The 2015 test is just a preliminary one. The LightSail won’t go high enough to demonstrate true sunlight sailing. This test is purposely to run through its systems and unfurl the sail, proving that it can be deployed successfully. The second flight is scheduled for 2016 with the collaboration of SpaceX. The second LightSail will be lofted to an altitude of 450 miles by a Falcon Heavy rocket. It will be the first demonstration of controlling solar sailing while in orbit around the Earth.
“The idea ultimately is to be able to tack like a sailboat on each orbit. This is a more accessible, easier-to-build gizmo. You don’t need a whole space agency,” said Nye
Both LightSails were built for less than $4 million. The idea came to Nye a decade ago, when The Planetary Society collaborated with Russian scientists on a solar sail spacecraft called Cosmos 1, raising $4 million from members. “I said, now we have a chance to realistically do something,” said Dr. Friedman, who left NASA in 1980 and helped found The Planetary Society, serving as its executive director.

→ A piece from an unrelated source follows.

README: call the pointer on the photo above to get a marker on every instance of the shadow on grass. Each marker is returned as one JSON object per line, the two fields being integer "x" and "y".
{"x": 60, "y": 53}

After that, in 2005, Cosmos 1 was launched from a Russian nuclear submarine. But the rocket failed, and Cosmos 1 was lost before the sail could be tested.
With LightSail, Nye and his partners strongly believe this could be a big part of the future of interplanetary missions. “With the expected launch of LightSail — a craft propelled among the stars on the pressure of light itself — the expanse of space becomes a literal analogue to the open seas. If space is tomorrow’s ocean, then Earth’s surface is its shoreline,” said Dr. Neil deGrasse Tyson, Hayden Planetarium director and Planetary Society board of directors member.
NASA is also interested in solar sails with the test of its CubeSat, NanoSail-D in 2011, demonstrating how a sail could be used to nudge decommissioned satellites back into the atmosphere. Two other NASA CubeSats with solar sails could go up with the first launching of NASA’s new heavy-lift rocket, the Space Launch System, expected in 2018. One, Lunar Flashlight, will use a solar sail not only for propulsion but also to reflect light into shadowed craters near the moon’s poles, for a look at ice deposits there. The other, NEA Scout, is to visit an asteroid. Each one will cost about $15 million, far less than most NASA space rocket launches.
“If we were to discover some kind of microbe on Mars, or something alive in the oceans of Europa, it would change the world. It would change human history. Everyone in the world would feel differently about what it meant to be alive,” Nye said. “We’re just trying to change the world, man.”